Some Thoughts on Trade (Admittedly Naive) (2009)
Originally published as a Facebook Note January 19, 2009.
[I ran across this bit I wrote three years ago, after having seen the satirical documentary "The Yes-Men." Since I wasn't socially networked then, I'll share it with you now. I claim no expertise in this area, but these questions nag. If anything, our current economic downturn makes them more urgent than they were when I wrote them, because it shows how vulnerable we all are... not just unskilled workers and people in developing countries.]
"I am decidedly ambivalent about globalization. It has long seemed to me an inevitable trend, so don't try to fight it but rather manage its effects--kind of a modern equivalent of how the US and other Western nations dealt with the economic market throughout most of the 20th century. But I'm increasingly wondering if such an approach is even possible.

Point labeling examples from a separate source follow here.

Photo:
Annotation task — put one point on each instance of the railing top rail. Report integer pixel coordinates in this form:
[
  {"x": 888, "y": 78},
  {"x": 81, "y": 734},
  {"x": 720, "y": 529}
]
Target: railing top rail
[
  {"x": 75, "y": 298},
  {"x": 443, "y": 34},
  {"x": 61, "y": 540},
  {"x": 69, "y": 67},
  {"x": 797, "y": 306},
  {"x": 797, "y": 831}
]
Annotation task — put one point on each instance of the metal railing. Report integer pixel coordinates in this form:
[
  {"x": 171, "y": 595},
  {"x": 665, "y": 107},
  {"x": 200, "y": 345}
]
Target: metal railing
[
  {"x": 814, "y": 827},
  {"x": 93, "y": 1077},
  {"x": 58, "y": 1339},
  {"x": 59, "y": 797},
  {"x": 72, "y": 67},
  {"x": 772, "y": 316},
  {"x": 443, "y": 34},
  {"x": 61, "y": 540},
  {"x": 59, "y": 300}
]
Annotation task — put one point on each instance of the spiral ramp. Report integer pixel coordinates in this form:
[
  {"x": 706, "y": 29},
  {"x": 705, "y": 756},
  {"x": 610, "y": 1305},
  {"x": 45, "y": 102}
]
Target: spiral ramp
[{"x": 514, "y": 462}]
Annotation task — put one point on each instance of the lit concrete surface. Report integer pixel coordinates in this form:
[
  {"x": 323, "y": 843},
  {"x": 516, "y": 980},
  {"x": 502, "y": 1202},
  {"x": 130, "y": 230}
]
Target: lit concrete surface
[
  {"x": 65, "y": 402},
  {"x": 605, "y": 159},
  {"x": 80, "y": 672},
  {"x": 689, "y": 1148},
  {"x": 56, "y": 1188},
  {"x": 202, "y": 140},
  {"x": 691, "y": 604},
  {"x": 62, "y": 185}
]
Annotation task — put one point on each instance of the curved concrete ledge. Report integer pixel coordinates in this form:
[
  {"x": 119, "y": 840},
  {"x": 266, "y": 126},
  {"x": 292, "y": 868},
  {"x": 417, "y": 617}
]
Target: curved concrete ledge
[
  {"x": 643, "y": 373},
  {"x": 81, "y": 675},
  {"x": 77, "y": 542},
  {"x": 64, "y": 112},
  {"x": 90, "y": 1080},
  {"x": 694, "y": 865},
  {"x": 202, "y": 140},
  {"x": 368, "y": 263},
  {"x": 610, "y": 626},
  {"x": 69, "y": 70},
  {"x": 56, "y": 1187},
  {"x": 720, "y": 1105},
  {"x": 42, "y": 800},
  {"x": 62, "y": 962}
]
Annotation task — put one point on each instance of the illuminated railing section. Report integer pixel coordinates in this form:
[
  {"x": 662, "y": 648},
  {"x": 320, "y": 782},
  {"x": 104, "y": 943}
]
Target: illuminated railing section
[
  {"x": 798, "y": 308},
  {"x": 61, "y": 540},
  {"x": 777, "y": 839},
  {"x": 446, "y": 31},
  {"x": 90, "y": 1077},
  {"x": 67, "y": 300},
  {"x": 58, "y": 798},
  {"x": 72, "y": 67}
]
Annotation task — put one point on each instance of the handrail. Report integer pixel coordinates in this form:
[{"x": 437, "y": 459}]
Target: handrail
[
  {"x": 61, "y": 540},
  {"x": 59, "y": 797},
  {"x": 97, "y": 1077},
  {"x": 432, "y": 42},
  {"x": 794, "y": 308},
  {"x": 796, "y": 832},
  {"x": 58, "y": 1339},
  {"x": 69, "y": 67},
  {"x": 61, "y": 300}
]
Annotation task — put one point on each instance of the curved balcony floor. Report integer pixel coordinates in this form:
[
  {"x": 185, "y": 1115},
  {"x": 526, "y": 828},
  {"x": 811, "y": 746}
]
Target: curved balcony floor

"Worldwide free trade, for which the WTO is chief enforcer, promises more efficient movement of goods and to a lesser extent services. For people as consumers that means more plentiful goods, at less cost. The downside is that wages and environmental protection go down as countries compete against each other (much as happened in American states before the Feds stepped in).
"Liberal free traders, like Robert Reich and Thomas L. Friedman, had two answers to this dilemma. First, in the short run, countries should focus on better equipping their workforce for global competition, through education and training. (But what if, as Wendy Bashant responded to me 15 years ago, some people aren't mentally equipped to be information workers?) In the long run, as the flow of low-wage work to poor countries caused their living standards to rise, workers in those countries would start to demand the same rights and working conditions Western labor movements demanded three generations ago. (But will that ever really happen? Third world countries' populations continue to grow faster than you can say "reserve army of the unemployed.")
"So what's the answer? So far Democrats haven't come up with an alternative to riding the tiger that is global capitalism. And it may be that there is no alternative--that the realities of global finance dictate countries play the game or starve. In that case, maybe pranks and satire are the only choices."